Photograph by Andreas Gurksy

Salerno, also known as Salerno I, is a colour photograph created by German photographer Andreas Gursky in 1990. The picture marked a turning point in the artist's work.

==History and description==
After departing from the initial influence of Bernd and Hilla Becher, Gursky started depicting large, epic landscapes, sometimes dwarfing human presence, in the 1980s. The current photograph marks a shift in the creative direction of the artist, when he started digitally manipulating his photographs. This picture of the port of Salerno, south Italy, is impressive in its scale, which seems reminiscent of the 19th century landscape painters.

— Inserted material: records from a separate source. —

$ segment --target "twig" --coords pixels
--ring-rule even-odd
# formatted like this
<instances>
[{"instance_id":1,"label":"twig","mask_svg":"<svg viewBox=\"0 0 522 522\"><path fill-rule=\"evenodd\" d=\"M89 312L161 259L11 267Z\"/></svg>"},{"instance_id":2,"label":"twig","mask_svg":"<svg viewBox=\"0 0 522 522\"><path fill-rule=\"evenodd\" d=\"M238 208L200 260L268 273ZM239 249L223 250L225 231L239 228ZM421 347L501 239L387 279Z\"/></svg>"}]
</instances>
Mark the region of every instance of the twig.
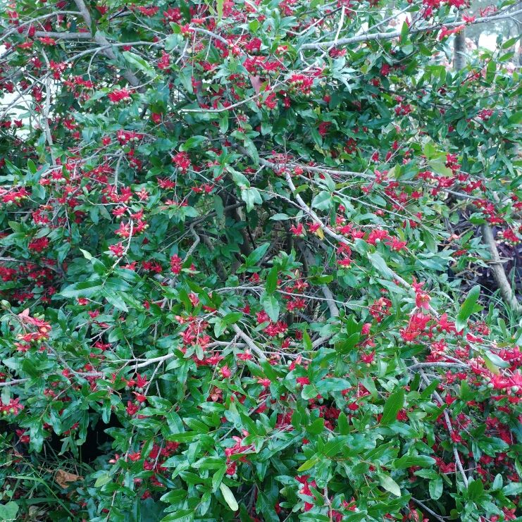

The picture depicts the busy port of Salerno, with his ships and a large amount of multicolored vehicles and other cargo awaiting transport, while the small houses are also visible, and the surrounding mountains, at the background. According to Finn Blythe: "Juxtaposing size with detail: the multi-colour cargo awaiting transit, the bustling port and miniature houses, each section of the photograph offers up its own depth that demands hours of individual inspection. This is a constant for Gursky, whose photographs hover between micro and macro both in terms of perspective: the enormous image with microscopic detail, and theme: the local place that reveals a universal zeitgeist of modernity."

From this point, Gursky pictures started to use a large-scale, high-resolution format of human made creations, like airports, stock exchanges, buildings, landscapes, often omitting or downplaying human presence, which have been a constant of his work. Gursky stated on this picture: "I saw immediately that pattern, that pictorial density, that industrial aesthetic. This image became an important piece for me, a turning point. It opened up a new sense of possibility, stylistically and thematically. I tried photographing other ports, but I realised that wasn't what had made the Salerno image work. It was the balance between great scale and a huge amount of sharp detail."

==Public collections==
A print of the photograph, with the dimensions of 170.18 cm by 205.11 cm, is held at the San Francisco Museum of Modern Art.